• 19.01.2011 18:18

Röhrl: "Die Monte war immer mein Traum"

Rallyelegende Walter Röhrl im Interview über die Rallye Monte Carlo und seine Erlebnisse auf den unterschiedlichsten Fahrzeugen und im Schnee

(Motorsport-Total.com/SID) - Walter Röhrl kennt die Rallye Monte Carlo ganz genau. Der ehemalige Rallye-Weltmeister startete in der Vergangenheit sehr oft im Fürstentum an der Mittelmeer-Küste und konnte dort auch zahlreiche Erfolge erzielen. Damit erfüllte sich der Deutsche einen persönlichen Traum, schließlich hatte ihn der "Mythos Monte" seit jeher fasziniert. Über die Jahre lernte Röhrl so die Höhen und Tiefen einer Rallye in Monaco kennen. Im Interview spricht er darüber, weshalb ihn das manchmal auch erschreckte.

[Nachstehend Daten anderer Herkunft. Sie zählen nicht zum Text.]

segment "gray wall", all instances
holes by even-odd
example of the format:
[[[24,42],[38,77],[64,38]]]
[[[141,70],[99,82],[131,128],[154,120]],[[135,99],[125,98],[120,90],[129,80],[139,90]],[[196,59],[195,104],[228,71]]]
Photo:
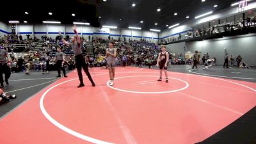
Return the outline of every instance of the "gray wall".
[[[0,36],[6,35],[8,32],[10,32],[10,29],[12,30],[11,27],[9,27],[6,24],[0,22]]]
[[[184,47],[186,47],[185,42],[175,43],[170,45],[166,45],[167,51],[170,52],[174,52],[175,56],[178,54],[182,54],[182,56],[185,54],[185,51]]]
[[[243,58],[243,61],[246,61],[250,66],[256,66],[256,34],[189,42],[186,42],[185,45],[187,52],[193,52],[198,51],[202,54],[209,52],[211,58],[216,58],[217,65],[223,64],[224,56],[227,51],[228,56],[232,54],[236,58],[240,54]],[[184,42],[167,45],[168,49],[178,54],[183,50],[183,47]]]

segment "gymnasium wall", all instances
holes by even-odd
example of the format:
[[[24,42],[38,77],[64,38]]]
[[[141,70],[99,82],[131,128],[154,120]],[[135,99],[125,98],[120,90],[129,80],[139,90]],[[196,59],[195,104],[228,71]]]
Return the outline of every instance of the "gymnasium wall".
[[[8,34],[11,31],[10,26],[6,24],[0,22],[0,36],[4,36],[4,35]]]
[[[32,38],[34,36],[41,38],[42,35],[47,35],[48,37],[55,38],[60,31],[62,34],[65,36],[74,35],[72,30],[73,25],[62,25],[62,24],[19,24],[17,25],[16,31],[18,34],[21,34],[23,38],[26,38],[26,35],[29,34]],[[0,23],[0,29],[3,29],[5,32],[10,33],[12,29],[10,26],[8,26],[4,23]],[[5,30],[4,30],[5,29]],[[129,29],[108,29],[100,28],[93,28],[89,26],[77,25],[77,30],[78,33],[83,36],[85,39],[88,40],[89,36],[96,38],[102,38],[104,39],[108,38],[110,36],[114,39],[118,39],[120,37],[124,40],[124,37],[126,38],[128,41],[131,40],[140,40],[144,38],[147,40],[150,40],[156,44],[158,41],[158,33],[152,32],[150,31],[134,30]],[[0,35],[4,35],[4,31],[0,31]]]
[[[211,58],[216,58],[217,65],[224,63],[224,56],[226,52],[229,56],[233,55],[235,58],[240,54],[243,58],[243,61],[246,62],[250,66],[256,66],[255,42],[256,34],[248,34],[203,41],[173,44],[168,45],[167,47],[168,50],[177,54],[182,52],[182,54],[184,54],[184,47],[186,47],[186,52],[194,52],[198,51],[202,54],[209,52]]]
[[[216,13],[213,13],[209,16],[204,17],[200,19],[195,19],[195,17],[190,17],[188,20],[182,22],[179,26],[173,28],[172,29],[166,29],[159,33],[159,38],[168,38],[169,36],[175,36],[180,33],[186,33],[188,30],[192,30],[193,27],[202,24],[205,22],[209,22],[212,20],[221,19],[222,18],[228,17],[231,15],[238,15],[249,10],[256,10],[256,2],[250,2],[248,3],[248,6],[243,8],[239,8],[238,5],[227,9],[219,11]],[[202,13],[198,13],[200,15]],[[186,19],[184,17],[184,19]],[[169,26],[175,24],[170,24]]]

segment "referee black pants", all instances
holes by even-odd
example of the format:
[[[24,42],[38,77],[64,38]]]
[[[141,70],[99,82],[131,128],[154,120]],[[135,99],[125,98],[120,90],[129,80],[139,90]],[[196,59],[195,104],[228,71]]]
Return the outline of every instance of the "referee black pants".
[[[85,74],[86,74],[87,77],[88,77],[90,81],[91,81],[92,84],[93,84],[94,82],[92,80],[91,74],[89,72],[89,70],[88,68],[89,65],[88,63],[85,62],[84,57],[82,54],[76,56],[76,66],[77,69],[78,77],[79,77],[80,84],[84,84],[83,80],[83,74],[82,74],[82,68],[84,70]]]
[[[227,65],[227,68],[228,68],[228,60],[225,59],[224,61],[223,68]]]
[[[194,69],[195,66],[196,66],[196,68],[197,68],[197,61],[194,60],[194,64],[193,65],[192,68]]]
[[[60,70],[62,70],[63,72],[64,76],[66,76],[66,70],[65,70],[64,65],[62,67],[62,61],[57,61],[56,63],[57,70],[58,74],[59,74],[58,76],[60,76]]]
[[[3,85],[4,79],[3,74],[4,74],[4,80],[8,80],[11,76],[11,68],[7,65],[7,63],[0,63],[0,84]]]

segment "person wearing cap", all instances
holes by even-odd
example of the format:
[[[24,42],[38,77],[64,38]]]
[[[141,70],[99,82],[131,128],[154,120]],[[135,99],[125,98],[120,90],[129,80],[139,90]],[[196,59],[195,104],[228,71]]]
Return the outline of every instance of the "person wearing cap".
[[[77,32],[76,31],[76,25],[74,25],[73,30],[76,34],[76,36],[73,36],[71,37],[72,42],[70,43],[67,42],[65,40],[63,39],[60,31],[59,32],[59,34],[61,38],[62,42],[66,45],[71,47],[74,52],[74,54],[75,55],[76,68],[77,69],[78,77],[80,81],[80,84],[77,86],[77,88],[84,86],[84,84],[83,80],[82,68],[84,70],[85,74],[86,74],[88,78],[92,83],[92,86],[95,86],[95,84],[92,80],[92,76],[88,68],[89,64],[86,61],[84,56],[83,55],[81,45],[81,39],[79,35],[77,34]]]
[[[167,64],[169,61],[169,52],[166,51],[166,46],[164,45],[161,45],[161,49],[162,52],[158,54],[157,62],[156,64],[156,67],[159,67],[160,68],[160,77],[157,81],[162,81],[162,72],[163,70],[165,74],[165,82],[168,83]]]
[[[197,63],[199,61],[199,56],[198,56],[198,52],[196,51],[195,52],[195,54],[193,55],[193,61],[194,61],[194,63],[193,65],[192,69],[194,69],[195,66],[197,68]]]
[[[114,84],[115,79],[115,67],[116,65],[115,58],[116,57],[116,49],[113,47],[115,42],[110,40],[109,42],[109,47],[106,49],[106,56],[105,58],[107,59],[107,67],[108,68],[109,79],[109,86],[113,86]]]

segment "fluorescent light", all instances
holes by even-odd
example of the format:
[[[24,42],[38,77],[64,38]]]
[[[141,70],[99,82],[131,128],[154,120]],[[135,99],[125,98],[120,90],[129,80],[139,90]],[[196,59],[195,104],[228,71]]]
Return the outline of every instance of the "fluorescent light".
[[[161,30],[158,30],[158,29],[150,29],[150,31],[157,31],[157,32],[160,32]]]
[[[246,1],[250,1],[251,0],[246,0]],[[231,6],[236,6],[236,5],[237,5],[237,4],[239,4],[239,3],[233,3],[233,4],[231,4]]]
[[[43,23],[45,24],[60,24],[60,22],[58,21],[43,21]]]
[[[116,27],[116,26],[103,26],[102,28],[110,28],[110,29],[117,29],[117,27]]]
[[[200,18],[200,17],[202,17],[205,16],[205,15],[209,15],[209,14],[211,14],[211,13],[212,13],[212,12],[207,12],[207,13],[204,13],[204,14],[202,14],[202,15],[196,16],[196,17],[195,17],[195,19],[198,19],[198,18]]]
[[[18,20],[10,20],[9,23],[19,23],[20,22]]]
[[[173,26],[169,27],[169,29],[175,27],[175,26],[179,26],[179,25],[180,25],[180,24],[174,24],[174,25],[173,25]]]
[[[88,22],[74,22],[73,24],[82,24],[82,25],[90,25],[90,23]]]
[[[137,28],[137,27],[132,27],[132,26],[129,26],[128,27],[129,29],[141,29],[141,28]]]

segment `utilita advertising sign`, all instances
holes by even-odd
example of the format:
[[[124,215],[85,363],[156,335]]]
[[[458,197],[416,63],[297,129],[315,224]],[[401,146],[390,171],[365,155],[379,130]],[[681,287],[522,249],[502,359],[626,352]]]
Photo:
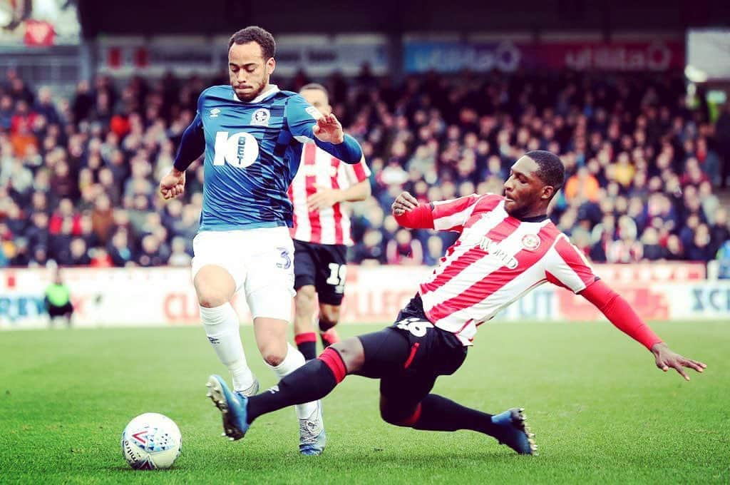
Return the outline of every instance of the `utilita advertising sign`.
[[[407,72],[463,69],[512,72],[518,69],[662,72],[684,69],[680,41],[617,42],[407,40]]]

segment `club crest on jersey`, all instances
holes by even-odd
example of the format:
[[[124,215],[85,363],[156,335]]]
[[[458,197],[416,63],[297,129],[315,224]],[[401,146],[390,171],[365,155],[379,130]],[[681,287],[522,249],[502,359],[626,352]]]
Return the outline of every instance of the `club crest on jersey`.
[[[304,111],[308,112],[310,114],[310,116],[315,118],[315,120],[318,120],[320,118],[322,118],[322,113],[320,112],[319,110],[318,110],[313,106],[307,107],[307,108],[304,109]]]
[[[540,247],[540,238],[537,234],[526,234],[522,237],[522,247],[529,251],[534,251]]]
[[[258,108],[251,115],[251,124],[256,126],[268,126],[271,112],[266,108]]]

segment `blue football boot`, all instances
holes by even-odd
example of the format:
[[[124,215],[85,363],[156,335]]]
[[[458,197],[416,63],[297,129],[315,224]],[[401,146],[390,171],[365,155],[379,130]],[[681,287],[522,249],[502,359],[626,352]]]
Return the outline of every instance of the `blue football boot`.
[[[248,398],[242,392],[231,392],[220,375],[208,378],[208,393],[206,394],[220,410],[223,419],[223,436],[234,441],[240,440],[248,431],[246,421],[246,403]]]
[[[492,422],[500,428],[495,435],[499,444],[507,445],[520,454],[537,454],[533,433],[527,426],[527,416],[522,408],[512,408],[492,416]]]

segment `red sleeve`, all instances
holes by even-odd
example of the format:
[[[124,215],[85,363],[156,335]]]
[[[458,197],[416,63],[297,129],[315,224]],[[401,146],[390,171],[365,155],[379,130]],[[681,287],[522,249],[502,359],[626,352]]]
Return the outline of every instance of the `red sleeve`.
[[[400,215],[393,214],[393,216],[403,227],[409,227],[412,229],[434,229],[434,214],[431,211],[431,204],[422,202],[413,210],[404,212]]]
[[[600,280],[579,293],[601,310],[614,326],[650,351],[661,339],[642,321],[626,300]]]

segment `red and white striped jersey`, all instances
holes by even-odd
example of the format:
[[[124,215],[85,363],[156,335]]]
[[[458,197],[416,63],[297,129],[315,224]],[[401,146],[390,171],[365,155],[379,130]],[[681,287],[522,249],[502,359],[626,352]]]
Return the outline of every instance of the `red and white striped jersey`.
[[[434,202],[434,227],[461,233],[418,292],[431,322],[472,345],[477,327],[545,282],[583,291],[596,277],[585,256],[549,219],[507,215],[488,194]]]
[[[291,237],[318,244],[353,245],[350,215],[339,202],[331,207],[310,212],[307,199],[318,187],[345,189],[370,176],[364,161],[346,164],[314,143],[304,143],[299,170],[289,186],[289,199],[294,207]]]

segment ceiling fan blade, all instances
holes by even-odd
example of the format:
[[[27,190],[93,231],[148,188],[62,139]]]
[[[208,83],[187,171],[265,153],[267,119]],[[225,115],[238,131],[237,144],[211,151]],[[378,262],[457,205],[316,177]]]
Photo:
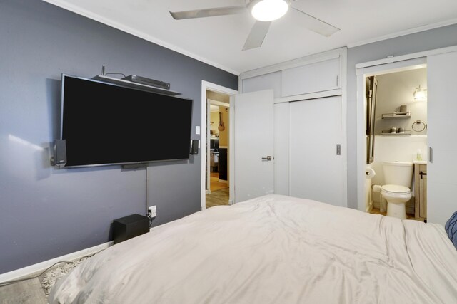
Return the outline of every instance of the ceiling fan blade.
[[[271,21],[256,21],[251,29],[251,33],[244,43],[243,51],[258,48],[262,45],[263,39],[270,28]]]
[[[291,6],[288,13],[292,15],[294,21],[302,26],[326,37],[330,37],[340,29],[321,19]]]
[[[244,13],[246,6],[216,7],[214,9],[195,9],[194,11],[170,11],[170,14],[176,20],[190,19],[191,18],[214,17],[215,16],[235,15]]]

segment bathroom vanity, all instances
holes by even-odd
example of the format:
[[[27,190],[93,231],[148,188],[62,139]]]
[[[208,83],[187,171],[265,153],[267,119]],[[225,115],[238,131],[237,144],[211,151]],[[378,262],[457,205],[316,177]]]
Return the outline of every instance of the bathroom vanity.
[[[427,162],[414,161],[416,219],[427,221]]]

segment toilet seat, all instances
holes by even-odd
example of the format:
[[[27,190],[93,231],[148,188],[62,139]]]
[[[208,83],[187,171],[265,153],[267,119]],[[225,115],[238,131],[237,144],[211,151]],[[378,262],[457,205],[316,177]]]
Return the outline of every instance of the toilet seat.
[[[396,194],[406,194],[411,192],[407,187],[400,186],[398,184],[385,184],[381,187],[381,189],[386,192]]]

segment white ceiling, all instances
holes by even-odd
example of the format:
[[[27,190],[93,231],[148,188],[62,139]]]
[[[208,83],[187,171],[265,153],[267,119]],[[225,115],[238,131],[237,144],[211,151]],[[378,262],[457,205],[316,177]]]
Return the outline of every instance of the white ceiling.
[[[44,0],[239,74],[345,46],[457,23],[456,0],[300,0],[293,6],[341,31],[326,38],[286,14],[261,48],[241,51],[254,19],[248,12],[174,20],[169,11],[239,6],[245,0]]]

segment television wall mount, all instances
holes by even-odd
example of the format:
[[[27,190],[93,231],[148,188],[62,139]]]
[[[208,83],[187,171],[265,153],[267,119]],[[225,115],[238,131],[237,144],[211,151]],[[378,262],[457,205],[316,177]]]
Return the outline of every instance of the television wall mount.
[[[107,75],[111,74],[122,75],[124,78],[115,78],[107,76]],[[181,95],[180,93],[170,90],[170,84],[164,81],[146,78],[146,77],[139,76],[137,75],[126,76],[121,73],[105,73],[105,65],[102,65],[101,67],[101,75],[97,75],[93,77],[92,79],[171,96]]]

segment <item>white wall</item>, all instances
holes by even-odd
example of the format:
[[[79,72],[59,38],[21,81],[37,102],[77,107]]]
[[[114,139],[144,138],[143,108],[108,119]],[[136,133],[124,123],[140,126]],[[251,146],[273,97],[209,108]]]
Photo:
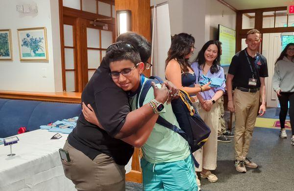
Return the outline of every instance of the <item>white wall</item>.
[[[38,13],[17,12],[16,5],[23,4],[36,4]],[[0,17],[5,18],[1,29],[11,29],[13,54],[13,61],[0,61],[0,89],[62,91],[58,0],[1,0]],[[47,30],[49,61],[20,62],[17,29],[40,27]]]

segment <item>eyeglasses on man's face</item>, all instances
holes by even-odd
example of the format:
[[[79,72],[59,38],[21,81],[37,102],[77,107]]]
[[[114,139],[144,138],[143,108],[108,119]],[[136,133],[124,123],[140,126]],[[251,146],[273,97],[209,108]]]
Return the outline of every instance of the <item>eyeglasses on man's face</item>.
[[[122,75],[123,76],[129,76],[132,73],[132,70],[133,70],[138,65],[139,63],[136,64],[136,65],[129,68],[125,68],[120,72],[110,72],[110,76],[112,79],[117,79],[120,77],[120,75]]]
[[[256,38],[254,39],[247,39],[247,42],[248,43],[253,43],[253,42],[257,43],[257,42],[259,42],[260,41],[260,39],[259,39],[259,38]]]
[[[146,68],[147,70],[150,69],[150,68],[151,67],[151,66],[152,66],[153,65],[149,63],[148,62],[147,62],[146,63]]]

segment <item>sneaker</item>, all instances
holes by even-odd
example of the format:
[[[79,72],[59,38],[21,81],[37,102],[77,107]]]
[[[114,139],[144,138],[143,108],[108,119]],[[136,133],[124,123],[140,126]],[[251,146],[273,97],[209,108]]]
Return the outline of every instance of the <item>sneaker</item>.
[[[244,164],[246,167],[251,168],[252,169],[256,169],[257,167],[258,167],[258,165],[253,162],[250,161],[250,160],[249,159],[251,159],[251,158],[246,157],[245,160],[244,160]]]
[[[223,136],[225,136],[226,137],[234,137],[234,134],[232,133],[232,132],[229,131],[225,131],[225,133],[222,133],[222,135]]]
[[[221,142],[225,142],[225,143],[229,143],[229,142],[232,142],[232,140],[228,139],[227,138],[226,138],[226,137],[225,137],[223,135],[220,135],[218,137],[218,141],[220,141]]]
[[[236,167],[236,170],[238,172],[246,173],[246,168],[244,165],[244,162],[236,160],[235,161],[235,167]]]
[[[280,131],[280,137],[287,138],[287,133],[286,133],[286,129],[281,129],[281,130]]]
[[[211,173],[210,170],[207,171],[205,174],[202,174],[202,172],[200,173],[201,178],[207,178],[209,182],[216,182],[218,181],[218,177],[215,174]]]

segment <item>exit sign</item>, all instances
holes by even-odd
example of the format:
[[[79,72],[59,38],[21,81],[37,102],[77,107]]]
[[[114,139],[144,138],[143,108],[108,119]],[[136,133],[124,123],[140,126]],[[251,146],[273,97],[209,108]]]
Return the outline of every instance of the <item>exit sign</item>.
[[[294,14],[294,5],[288,6],[288,14],[289,15]]]

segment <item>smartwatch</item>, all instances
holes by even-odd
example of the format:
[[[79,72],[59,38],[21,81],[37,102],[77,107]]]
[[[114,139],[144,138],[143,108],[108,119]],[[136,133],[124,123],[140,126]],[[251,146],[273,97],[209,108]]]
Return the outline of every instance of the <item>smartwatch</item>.
[[[159,104],[156,106],[156,109],[157,109],[158,112],[162,111],[163,109],[164,109],[164,106],[162,103],[160,103]]]

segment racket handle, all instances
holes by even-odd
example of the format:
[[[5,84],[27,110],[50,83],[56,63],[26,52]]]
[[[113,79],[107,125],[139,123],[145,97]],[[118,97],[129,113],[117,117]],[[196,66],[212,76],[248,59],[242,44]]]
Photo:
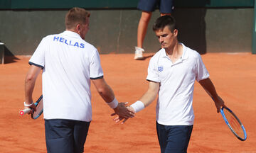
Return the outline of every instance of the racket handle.
[[[21,115],[23,115],[24,114],[28,113],[31,110],[31,108],[26,108],[26,109],[21,110],[19,113]]]

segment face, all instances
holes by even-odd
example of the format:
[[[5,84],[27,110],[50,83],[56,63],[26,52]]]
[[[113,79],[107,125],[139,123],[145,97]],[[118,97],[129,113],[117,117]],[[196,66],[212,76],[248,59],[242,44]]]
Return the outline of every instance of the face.
[[[164,27],[163,30],[155,31],[156,35],[162,47],[167,49],[174,47],[177,41],[178,30],[175,29],[171,32],[168,26]]]
[[[85,35],[89,30],[89,18],[86,19],[85,24],[79,24],[78,30],[78,34],[81,36],[82,39],[85,39]]]

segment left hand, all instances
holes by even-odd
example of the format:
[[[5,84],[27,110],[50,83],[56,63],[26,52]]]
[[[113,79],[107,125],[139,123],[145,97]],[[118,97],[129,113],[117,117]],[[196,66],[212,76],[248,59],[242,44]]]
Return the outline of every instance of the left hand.
[[[220,113],[220,110],[222,107],[226,108],[227,106],[225,105],[223,100],[218,96],[217,98],[214,99],[214,103],[217,108],[217,113]]]
[[[129,118],[134,117],[135,110],[130,106],[126,106],[127,103],[128,102],[119,103],[117,107],[119,108],[117,109],[116,109],[117,108],[114,109],[115,113],[111,114],[111,115],[118,115],[114,118],[114,121],[115,123],[119,123],[124,120],[122,122],[122,124],[124,124],[129,119]]]

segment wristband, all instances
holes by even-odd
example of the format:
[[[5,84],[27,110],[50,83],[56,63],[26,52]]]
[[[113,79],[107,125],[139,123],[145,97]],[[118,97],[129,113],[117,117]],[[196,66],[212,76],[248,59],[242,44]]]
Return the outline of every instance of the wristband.
[[[31,104],[26,104],[24,101],[24,106],[25,107],[29,107],[29,106],[31,106],[33,104],[33,103],[31,103]]]
[[[116,99],[116,98],[114,97],[114,100],[112,101],[111,101],[110,103],[107,103],[107,104],[108,106],[110,106],[110,107],[112,109],[115,108],[116,107],[117,107],[118,105],[118,101]]]
[[[134,109],[135,113],[138,113],[145,108],[144,104],[140,101],[136,101],[135,103],[132,103],[130,106]]]

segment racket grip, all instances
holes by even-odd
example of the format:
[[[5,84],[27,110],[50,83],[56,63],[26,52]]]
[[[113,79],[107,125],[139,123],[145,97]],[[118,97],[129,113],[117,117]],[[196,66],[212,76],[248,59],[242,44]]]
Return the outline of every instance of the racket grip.
[[[28,113],[31,110],[31,108],[26,108],[23,110],[21,110],[19,113],[21,115],[23,115],[24,114]]]

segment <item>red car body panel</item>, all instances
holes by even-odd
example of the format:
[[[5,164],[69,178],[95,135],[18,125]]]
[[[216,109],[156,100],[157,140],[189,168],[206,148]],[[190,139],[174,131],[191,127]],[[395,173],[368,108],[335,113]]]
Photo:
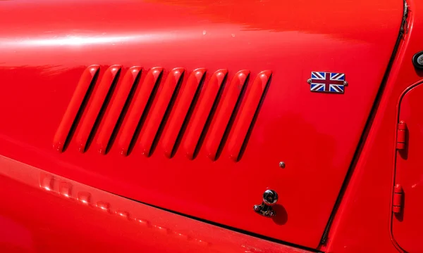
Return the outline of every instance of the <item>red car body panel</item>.
[[[400,38],[391,70],[381,91],[380,99],[376,101],[375,113],[365,133],[365,141],[360,147],[348,187],[341,195],[342,200],[331,226],[328,244],[321,247],[325,252],[396,252],[413,249],[402,249],[400,244],[398,245],[396,241],[396,235],[392,234],[393,223],[400,222],[393,221],[398,219],[392,212],[394,186],[403,183],[395,176],[396,157],[400,155],[400,151],[396,150],[397,124],[400,120],[400,101],[410,86],[422,82],[423,77],[422,71],[416,70],[412,62],[413,56],[422,51],[423,3],[407,1],[407,4],[405,33]],[[417,183],[420,177],[415,179]],[[405,200],[407,197],[405,193]],[[407,211],[409,207],[403,207],[404,218],[406,212],[417,211]],[[421,219],[415,222],[421,223]],[[419,235],[412,231],[415,224],[407,223],[410,227],[405,228],[403,231],[407,231],[407,234],[401,236],[415,238]],[[412,243],[414,249],[421,248],[420,241],[415,240]]]
[[[0,174],[13,189],[0,197],[7,202],[33,195],[50,203],[49,214],[51,205],[68,205],[61,209],[66,216],[97,215],[109,198],[126,209],[84,223],[97,231],[105,229],[102,219],[113,223],[108,228],[116,232],[104,240],[74,221],[51,225],[60,217],[44,219],[35,200],[27,203],[35,213],[26,214],[23,203],[8,204],[0,214],[6,224],[17,222],[29,228],[22,233],[38,235],[33,242],[83,235],[81,243],[92,250],[102,249],[101,242],[105,250],[109,242],[128,251],[297,250],[125,198],[307,248],[401,249],[390,228],[401,222],[391,215],[398,180],[395,106],[422,75],[410,60],[422,49],[413,32],[422,8],[409,4],[407,32],[386,76],[403,20],[399,0],[0,2],[0,20],[7,24],[0,30]],[[312,71],[345,73],[345,93],[310,92]],[[32,176],[11,176],[9,167]],[[47,186],[40,174],[47,175]],[[51,177],[107,200],[88,208],[78,195],[59,197],[60,183],[44,190]],[[268,188],[280,196],[274,219],[252,209]],[[169,221],[166,235],[150,229],[122,239],[122,231],[140,228],[123,217],[120,230],[116,214],[145,209],[152,223]],[[71,231],[51,235],[36,228],[46,222],[49,229]],[[187,238],[207,235],[216,247],[167,239],[178,224],[195,226],[195,233],[186,228]],[[400,231],[410,233],[404,224]],[[218,239],[226,233],[239,238]],[[374,238],[369,246],[365,235]],[[169,245],[153,249],[168,240]],[[32,248],[52,249],[39,243]],[[243,248],[247,244],[252,247]]]
[[[0,157],[2,252],[305,252]]]

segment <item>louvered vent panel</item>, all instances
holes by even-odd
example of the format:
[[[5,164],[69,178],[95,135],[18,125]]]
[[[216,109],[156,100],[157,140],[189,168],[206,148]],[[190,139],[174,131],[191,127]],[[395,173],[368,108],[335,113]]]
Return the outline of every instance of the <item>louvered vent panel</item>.
[[[210,138],[201,145],[209,158],[216,160],[218,153],[224,144],[227,146],[226,157],[236,162],[245,146],[245,138],[252,129],[254,117],[258,113],[271,75],[269,70],[260,72],[254,78],[248,92],[244,94],[248,86],[248,70],[240,70],[227,80],[227,70],[207,73],[206,69],[200,68],[190,73],[185,79],[186,83],[182,84],[187,71],[180,67],[161,77],[164,69],[159,67],[146,70],[135,66],[125,73],[120,73],[122,67],[113,65],[102,77],[97,77],[99,67],[92,65],[82,73],[54,138],[53,146],[59,152],[63,152],[70,141],[76,141],[79,150],[85,152],[96,126],[100,125],[99,121],[102,121],[97,139],[94,140],[94,144],[89,148],[97,148],[100,154],[106,154],[111,148],[111,138],[116,125],[123,121],[124,115],[125,123],[118,128],[120,137],[113,142],[124,156],[130,154],[131,148],[140,148],[145,155],[150,156],[153,153],[153,143],[161,141],[158,148],[154,150],[154,153],[162,152],[170,158],[176,153],[182,152],[188,159],[192,160],[199,151],[200,140],[209,135]],[[207,74],[211,74],[211,77],[202,84]],[[97,80],[99,80],[98,84]],[[113,87],[118,82],[120,85],[115,90]],[[161,89],[157,91],[161,82],[163,82]],[[96,86],[98,86],[92,94],[90,91]],[[114,99],[107,103],[114,92],[116,93]],[[89,99],[92,102],[86,107]],[[157,102],[149,110],[149,105],[153,100]],[[173,105],[176,100],[178,103]],[[243,106],[240,107],[240,105]],[[107,115],[104,117],[100,117],[106,107],[109,108]],[[197,110],[188,117],[194,107]],[[123,114],[124,108],[128,108],[128,111]],[[85,116],[80,121],[82,114]],[[147,115],[149,116],[148,120],[140,124],[142,118],[145,118]],[[233,125],[235,117],[238,120]],[[214,119],[214,124],[211,125]],[[168,125],[166,130],[158,135],[164,124]],[[73,137],[70,132],[76,128],[76,124],[78,124],[79,131]],[[189,126],[183,131],[184,125]],[[140,127],[143,131],[135,138]],[[230,131],[235,134],[223,142]],[[183,139],[181,133],[185,136],[184,141],[180,145],[177,145],[177,141]]]

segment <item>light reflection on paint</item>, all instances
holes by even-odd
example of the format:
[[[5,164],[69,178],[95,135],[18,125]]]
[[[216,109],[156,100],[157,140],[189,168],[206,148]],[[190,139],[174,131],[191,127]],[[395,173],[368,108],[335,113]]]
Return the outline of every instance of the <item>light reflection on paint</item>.
[[[171,32],[135,34],[128,35],[98,35],[93,37],[84,35],[54,36],[49,38],[30,39],[21,38],[0,39],[0,46],[80,46],[97,44],[123,44],[130,42],[160,42],[163,41],[174,41],[175,39],[187,39],[195,36],[195,34],[176,34]]]

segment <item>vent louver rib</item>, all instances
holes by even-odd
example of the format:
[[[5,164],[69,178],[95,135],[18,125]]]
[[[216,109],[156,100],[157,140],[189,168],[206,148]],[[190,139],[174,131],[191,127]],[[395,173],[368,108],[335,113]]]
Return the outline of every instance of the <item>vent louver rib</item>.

Titel-Bild zur News: Walter Röhrl

Walter Röhrl hat die Rallye Monte Carlo in der Vergangenheit mehrfach gewonnen

Frage: "Walter, nicht nur Motorsport-Fans kennen die Rallye Monte Carlo, die in diesem Jahr einhundert Jahre alt wird. Was macht diese Rallye so besonders?"
Walter Röhrl: "Zuerst einmal die Idee mit der Sternfahrt nach Monte Carlo, das war eine perfekte PR-Nummer. So war die Rallye nicht nur in Frankreich ein Thema, sondern überall in Europa von Athen über Berlin bis Oslo. Ebenso wichtig: Nirgends ist der sportliche Anspruch größer."

Frage: "Welche besonderen Herausforderungen warten denn in den Seealpen rund um das Fürstentum auf die Fahrer?"
Röhrl: "Bei der Monte kommen alle Bedingungen zusammen. Vom trockenem Asphalt unten am Mittelmeer über nasse Pisten und Schneematsch bis zu blankem Eis - oft auf der gleichen Wertungsprüfung. Das auch noch bei Tag und Nacht."

"Da muss man genau wissen, was man macht, angefangen bei der Reifenwahl. Es geht immer um den bestmöglichen Kompromiss. Klare Bedingungen sind selten, und glatt ist eben nicht gleich glatt. Es bleibt schon ein Unterschied, ob du mit Spikereifen auf furztrockenem Teer rumeierst oder mit profilosen Slicks auf Eis nach Traktion suchst."

Frage: "Das klingt - passend zum Spielerparadies Monte Carlo - nach Glücksspiel..."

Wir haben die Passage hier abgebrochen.